Telomeres, the natural ends of chromosomes, provide intriguing solutions to the inherent problems associated with the replication and the protection of linear eukaryotic chromosomes. The telomeres of most eukaryotes are comprised of a repetitive sequence element, termed the telomere repeat. Telomere repeats direct the recruitment of proteins that protect chromosome ends from nucleolytic degradation and inappropriate fusion with other DNA ends. Conventional DNA replication is unable to fully replicate the terminal sequences at telomeres. Rather, a cellular reverse transcriptase, telomerase, preferentially extends short telomeres. In the absence of telomerase, multiple telomere repeats will be lost from the chromosome end following each cell division. Extremely short telomeres can trigger DNA damage checkpoints and cellular senescence.
Telomere length homeostasis is regulated and limits the proliferative potential of the cell. In the germ line, telomerase levels are sufficient to maintain telomeres, preventing telomere erosion. By contrast, during embryonic development telomerase expression is substantially attenuated in most somatic cells and adult stem cells. Developmental down-regulation of telomerase expression likely functions in tumor suppression, since >85% of human cancers re-activate telomerase expression. A detailed molecular understanding of the mechanisms that regulate telomerase activity may provide tractable targets for therapeutic intervention.
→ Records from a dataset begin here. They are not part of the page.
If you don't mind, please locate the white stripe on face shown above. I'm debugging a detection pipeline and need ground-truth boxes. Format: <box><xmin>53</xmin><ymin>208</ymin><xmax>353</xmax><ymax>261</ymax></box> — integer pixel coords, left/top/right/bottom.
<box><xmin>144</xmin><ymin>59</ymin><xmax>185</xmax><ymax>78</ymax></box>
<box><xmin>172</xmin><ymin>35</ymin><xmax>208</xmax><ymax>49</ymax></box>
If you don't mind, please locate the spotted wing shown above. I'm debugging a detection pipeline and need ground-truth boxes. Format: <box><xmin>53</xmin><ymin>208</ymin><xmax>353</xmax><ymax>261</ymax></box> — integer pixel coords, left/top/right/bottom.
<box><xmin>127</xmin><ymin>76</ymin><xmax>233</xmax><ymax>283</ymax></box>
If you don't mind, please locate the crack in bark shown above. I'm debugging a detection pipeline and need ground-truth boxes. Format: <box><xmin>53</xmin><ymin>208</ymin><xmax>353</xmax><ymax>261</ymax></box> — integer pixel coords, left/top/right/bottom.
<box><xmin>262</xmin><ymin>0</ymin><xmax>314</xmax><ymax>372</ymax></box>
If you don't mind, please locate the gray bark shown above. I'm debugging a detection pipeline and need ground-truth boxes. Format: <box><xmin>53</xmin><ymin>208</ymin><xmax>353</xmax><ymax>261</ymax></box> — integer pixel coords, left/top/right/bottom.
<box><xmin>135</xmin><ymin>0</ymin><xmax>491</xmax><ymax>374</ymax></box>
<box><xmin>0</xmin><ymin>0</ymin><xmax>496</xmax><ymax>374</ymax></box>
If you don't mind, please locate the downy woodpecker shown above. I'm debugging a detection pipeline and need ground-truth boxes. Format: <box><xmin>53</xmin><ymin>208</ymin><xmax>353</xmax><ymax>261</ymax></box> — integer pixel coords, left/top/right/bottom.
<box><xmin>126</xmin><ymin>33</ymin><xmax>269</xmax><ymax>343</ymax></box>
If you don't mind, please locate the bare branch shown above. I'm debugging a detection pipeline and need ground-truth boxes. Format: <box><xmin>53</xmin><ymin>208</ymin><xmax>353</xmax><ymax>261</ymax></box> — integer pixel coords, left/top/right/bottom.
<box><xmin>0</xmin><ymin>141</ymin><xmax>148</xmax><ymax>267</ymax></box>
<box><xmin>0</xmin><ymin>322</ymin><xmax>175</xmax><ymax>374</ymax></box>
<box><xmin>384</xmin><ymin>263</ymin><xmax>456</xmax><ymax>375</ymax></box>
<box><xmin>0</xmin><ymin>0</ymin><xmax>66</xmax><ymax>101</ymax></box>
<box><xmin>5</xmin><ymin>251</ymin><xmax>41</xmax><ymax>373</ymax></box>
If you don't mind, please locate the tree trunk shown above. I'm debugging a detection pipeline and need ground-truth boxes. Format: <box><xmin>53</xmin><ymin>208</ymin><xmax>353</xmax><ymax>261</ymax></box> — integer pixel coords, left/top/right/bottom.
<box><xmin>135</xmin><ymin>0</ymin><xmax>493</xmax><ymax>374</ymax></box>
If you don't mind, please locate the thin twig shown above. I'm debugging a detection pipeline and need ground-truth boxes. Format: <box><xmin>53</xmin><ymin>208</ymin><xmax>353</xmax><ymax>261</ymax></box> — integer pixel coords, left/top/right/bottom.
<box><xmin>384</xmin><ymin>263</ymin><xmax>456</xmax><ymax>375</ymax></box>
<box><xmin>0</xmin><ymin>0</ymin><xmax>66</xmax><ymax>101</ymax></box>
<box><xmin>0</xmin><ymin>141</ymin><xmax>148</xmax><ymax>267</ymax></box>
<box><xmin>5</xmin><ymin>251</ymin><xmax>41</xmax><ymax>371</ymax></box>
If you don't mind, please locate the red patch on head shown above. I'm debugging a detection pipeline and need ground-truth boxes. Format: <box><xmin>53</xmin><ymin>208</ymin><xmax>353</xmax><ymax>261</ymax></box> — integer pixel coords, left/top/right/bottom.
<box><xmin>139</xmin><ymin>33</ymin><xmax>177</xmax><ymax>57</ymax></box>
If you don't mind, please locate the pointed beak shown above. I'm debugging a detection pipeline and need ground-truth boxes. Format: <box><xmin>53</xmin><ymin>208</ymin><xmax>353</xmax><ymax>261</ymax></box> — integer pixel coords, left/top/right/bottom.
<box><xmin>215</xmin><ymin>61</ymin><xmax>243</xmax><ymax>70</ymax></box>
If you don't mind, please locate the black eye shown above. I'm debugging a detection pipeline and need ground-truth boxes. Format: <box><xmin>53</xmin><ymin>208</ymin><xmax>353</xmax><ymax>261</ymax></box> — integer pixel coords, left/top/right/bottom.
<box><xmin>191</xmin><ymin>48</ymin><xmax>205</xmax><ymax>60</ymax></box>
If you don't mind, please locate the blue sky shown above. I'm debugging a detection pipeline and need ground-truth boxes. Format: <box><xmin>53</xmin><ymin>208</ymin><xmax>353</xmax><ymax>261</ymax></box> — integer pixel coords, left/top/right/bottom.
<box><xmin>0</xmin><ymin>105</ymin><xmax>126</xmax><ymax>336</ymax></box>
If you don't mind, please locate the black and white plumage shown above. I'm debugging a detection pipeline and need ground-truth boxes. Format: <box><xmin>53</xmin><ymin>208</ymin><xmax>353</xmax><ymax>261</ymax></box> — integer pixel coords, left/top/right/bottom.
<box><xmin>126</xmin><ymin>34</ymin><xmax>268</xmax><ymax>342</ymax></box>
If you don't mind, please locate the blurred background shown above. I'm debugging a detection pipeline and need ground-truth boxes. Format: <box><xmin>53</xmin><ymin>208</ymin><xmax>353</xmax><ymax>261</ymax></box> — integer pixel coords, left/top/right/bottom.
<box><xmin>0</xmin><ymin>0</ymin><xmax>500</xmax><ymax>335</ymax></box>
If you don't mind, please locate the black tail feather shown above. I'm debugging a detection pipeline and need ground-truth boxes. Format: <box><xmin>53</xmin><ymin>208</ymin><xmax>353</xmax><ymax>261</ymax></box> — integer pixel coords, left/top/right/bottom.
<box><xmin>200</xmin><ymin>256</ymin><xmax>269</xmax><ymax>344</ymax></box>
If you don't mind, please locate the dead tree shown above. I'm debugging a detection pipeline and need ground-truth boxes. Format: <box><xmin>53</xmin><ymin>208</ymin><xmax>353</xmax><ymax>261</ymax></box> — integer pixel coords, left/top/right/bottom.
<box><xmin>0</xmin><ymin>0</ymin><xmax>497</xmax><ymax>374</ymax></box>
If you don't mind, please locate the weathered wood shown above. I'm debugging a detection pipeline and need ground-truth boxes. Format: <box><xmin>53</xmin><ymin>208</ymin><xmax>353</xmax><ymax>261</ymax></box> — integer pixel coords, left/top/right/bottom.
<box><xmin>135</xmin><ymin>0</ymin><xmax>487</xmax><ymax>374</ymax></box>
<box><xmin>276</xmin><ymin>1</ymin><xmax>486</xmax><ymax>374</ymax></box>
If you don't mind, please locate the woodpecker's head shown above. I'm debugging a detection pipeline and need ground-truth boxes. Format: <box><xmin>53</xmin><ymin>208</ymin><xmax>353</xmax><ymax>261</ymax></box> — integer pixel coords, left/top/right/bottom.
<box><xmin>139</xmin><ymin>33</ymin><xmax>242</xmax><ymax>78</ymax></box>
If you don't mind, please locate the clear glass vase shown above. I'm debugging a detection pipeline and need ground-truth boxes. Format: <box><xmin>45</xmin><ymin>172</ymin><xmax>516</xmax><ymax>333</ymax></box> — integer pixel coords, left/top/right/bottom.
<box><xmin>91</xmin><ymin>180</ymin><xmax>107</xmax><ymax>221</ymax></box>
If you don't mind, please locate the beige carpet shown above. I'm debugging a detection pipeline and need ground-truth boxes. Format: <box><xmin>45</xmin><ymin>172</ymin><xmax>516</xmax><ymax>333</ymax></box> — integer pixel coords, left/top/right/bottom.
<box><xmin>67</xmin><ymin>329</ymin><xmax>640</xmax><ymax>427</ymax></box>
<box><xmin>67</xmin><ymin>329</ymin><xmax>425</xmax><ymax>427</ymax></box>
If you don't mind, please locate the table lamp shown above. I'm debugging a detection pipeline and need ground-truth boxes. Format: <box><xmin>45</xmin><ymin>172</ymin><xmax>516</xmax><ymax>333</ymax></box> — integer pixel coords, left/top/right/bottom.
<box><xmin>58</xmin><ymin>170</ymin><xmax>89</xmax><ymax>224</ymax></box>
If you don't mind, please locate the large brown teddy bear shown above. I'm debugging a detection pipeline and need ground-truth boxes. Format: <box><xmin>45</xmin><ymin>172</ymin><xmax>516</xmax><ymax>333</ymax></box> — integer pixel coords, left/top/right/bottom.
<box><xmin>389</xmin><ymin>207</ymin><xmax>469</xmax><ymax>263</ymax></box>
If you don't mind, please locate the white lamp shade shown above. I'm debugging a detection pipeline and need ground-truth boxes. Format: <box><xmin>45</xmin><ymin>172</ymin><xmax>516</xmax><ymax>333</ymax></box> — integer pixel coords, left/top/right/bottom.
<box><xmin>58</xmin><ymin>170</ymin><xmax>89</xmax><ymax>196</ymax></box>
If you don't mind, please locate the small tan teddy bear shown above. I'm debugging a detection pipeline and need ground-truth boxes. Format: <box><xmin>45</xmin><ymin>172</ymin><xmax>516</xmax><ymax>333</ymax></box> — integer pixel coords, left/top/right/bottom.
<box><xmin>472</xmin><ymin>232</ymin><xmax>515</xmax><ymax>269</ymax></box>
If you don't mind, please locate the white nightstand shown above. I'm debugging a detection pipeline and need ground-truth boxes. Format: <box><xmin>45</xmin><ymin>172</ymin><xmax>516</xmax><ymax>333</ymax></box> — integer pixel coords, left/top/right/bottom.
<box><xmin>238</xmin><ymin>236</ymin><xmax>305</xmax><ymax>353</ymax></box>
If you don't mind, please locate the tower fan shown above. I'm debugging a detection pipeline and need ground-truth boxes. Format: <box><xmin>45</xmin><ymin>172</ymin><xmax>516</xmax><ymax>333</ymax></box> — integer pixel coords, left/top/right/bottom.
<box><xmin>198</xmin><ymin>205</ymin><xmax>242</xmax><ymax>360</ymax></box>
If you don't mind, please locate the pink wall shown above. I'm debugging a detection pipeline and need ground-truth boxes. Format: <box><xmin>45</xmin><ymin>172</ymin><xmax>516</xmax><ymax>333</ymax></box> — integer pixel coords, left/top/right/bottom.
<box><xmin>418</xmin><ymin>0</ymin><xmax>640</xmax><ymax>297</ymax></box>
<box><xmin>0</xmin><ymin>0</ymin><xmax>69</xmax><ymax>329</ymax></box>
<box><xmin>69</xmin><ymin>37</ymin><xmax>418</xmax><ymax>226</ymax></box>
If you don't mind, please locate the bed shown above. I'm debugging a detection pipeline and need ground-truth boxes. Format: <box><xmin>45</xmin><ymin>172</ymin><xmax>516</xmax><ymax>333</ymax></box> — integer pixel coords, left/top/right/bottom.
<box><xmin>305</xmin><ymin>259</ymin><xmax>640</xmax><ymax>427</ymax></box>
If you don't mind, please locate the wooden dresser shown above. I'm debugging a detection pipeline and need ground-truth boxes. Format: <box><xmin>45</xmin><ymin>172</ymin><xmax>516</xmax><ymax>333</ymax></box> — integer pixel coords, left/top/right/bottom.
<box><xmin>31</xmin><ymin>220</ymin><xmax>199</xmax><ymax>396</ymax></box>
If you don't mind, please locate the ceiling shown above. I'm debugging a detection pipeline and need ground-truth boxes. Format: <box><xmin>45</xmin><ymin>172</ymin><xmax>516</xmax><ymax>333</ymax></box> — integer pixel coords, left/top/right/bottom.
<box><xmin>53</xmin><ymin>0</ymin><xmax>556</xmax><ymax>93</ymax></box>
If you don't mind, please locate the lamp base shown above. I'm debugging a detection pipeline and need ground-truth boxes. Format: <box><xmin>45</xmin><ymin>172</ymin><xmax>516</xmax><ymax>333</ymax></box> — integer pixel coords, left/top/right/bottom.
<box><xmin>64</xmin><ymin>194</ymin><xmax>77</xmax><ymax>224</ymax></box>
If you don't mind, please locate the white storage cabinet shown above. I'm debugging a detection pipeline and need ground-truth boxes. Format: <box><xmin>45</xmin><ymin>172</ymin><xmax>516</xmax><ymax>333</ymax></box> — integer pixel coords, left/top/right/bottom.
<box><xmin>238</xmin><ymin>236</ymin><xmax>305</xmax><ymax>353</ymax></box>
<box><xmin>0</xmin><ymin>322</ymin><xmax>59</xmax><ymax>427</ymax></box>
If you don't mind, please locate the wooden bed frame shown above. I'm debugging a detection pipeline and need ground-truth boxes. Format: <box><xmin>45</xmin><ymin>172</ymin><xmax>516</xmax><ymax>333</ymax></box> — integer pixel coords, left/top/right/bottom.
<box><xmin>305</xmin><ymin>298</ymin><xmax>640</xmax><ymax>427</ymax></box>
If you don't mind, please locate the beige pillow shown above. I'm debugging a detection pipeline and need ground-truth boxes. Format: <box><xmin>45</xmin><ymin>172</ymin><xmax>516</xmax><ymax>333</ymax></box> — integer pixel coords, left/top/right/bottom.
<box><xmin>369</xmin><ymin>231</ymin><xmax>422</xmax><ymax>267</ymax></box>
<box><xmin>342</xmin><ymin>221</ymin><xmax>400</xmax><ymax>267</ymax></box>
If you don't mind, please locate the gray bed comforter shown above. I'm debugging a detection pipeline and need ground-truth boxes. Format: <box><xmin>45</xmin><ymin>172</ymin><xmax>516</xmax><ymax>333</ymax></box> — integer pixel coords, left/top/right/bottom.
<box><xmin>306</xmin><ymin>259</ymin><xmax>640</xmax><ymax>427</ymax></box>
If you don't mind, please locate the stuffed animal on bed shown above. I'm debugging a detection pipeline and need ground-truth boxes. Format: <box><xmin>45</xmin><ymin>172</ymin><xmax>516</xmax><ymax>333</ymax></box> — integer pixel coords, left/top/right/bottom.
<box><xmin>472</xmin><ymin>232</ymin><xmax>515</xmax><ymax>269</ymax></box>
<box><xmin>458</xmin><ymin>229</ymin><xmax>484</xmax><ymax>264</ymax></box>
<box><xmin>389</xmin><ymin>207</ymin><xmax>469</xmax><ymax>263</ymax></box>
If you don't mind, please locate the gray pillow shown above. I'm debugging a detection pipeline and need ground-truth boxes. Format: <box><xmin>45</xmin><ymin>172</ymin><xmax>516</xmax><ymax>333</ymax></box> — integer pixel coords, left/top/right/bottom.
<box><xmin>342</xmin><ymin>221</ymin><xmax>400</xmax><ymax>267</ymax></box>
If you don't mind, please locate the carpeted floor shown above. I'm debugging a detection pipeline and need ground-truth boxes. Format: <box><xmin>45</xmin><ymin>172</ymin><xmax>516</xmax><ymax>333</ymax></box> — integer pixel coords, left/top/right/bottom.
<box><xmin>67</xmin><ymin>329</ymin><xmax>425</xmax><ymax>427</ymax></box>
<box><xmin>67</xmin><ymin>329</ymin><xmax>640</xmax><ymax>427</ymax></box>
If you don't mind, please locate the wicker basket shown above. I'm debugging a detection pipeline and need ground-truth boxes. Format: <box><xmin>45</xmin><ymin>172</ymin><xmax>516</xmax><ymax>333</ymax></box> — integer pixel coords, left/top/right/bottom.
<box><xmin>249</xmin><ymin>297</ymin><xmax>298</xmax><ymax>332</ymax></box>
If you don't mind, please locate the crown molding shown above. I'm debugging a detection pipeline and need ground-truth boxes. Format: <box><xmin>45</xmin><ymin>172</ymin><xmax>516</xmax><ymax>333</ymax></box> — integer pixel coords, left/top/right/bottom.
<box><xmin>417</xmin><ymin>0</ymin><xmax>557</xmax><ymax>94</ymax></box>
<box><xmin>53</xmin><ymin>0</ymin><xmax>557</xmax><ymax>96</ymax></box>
We focus on two aspects of telomeres. First, we want to understand the functions
of telomere binding proteins, particularly in regard to roles in regulating
telomerase access to its substrate. Second, we want to understand how certain
chromatin modifying complexes, such as the Set1 methyltransferase, facilitate
repression of RNA polymerase II transcription in telomeric heterochromatin as
well as influence telomere length homeostasis.
Van Dyke, M.W., Nelson, L.D., Weilbaecher, R.G., and D. V. Mehta. 2004. J. Biol. Chem., 279:24323 – 24333. Stm1p, a G4 quadruplex and purine motif triplex nucleic-acid binding protein, interacts with ribosomes and subtelomeric Y’ DNA in Saccharomyces cerevisiae.
Hughes, T.R., Evans, S.K., Weilbaecher, R.G., and V. Lundblad. 2000. Curr. Biol., 10:809 – 812. The Est3 protein is a subunit of yeast telomerase.
Hughes, T.R., Weilbaecher, R.G., Walterscheid, M., and V. Lundblad. 2000. Proc. Natl. Acad. Sci. U.S.A., 97:6457 – 6462. Identification of the single-strand telomeric DNA binding domain of Saccharomyces cerevisiae Cdc13 protein.
Weilbaecher, R.G. and V. Lundblad. 1999. Curr. Opin. Chem. Biol., 3:573 – 577. Assembly and regulation of telomerase.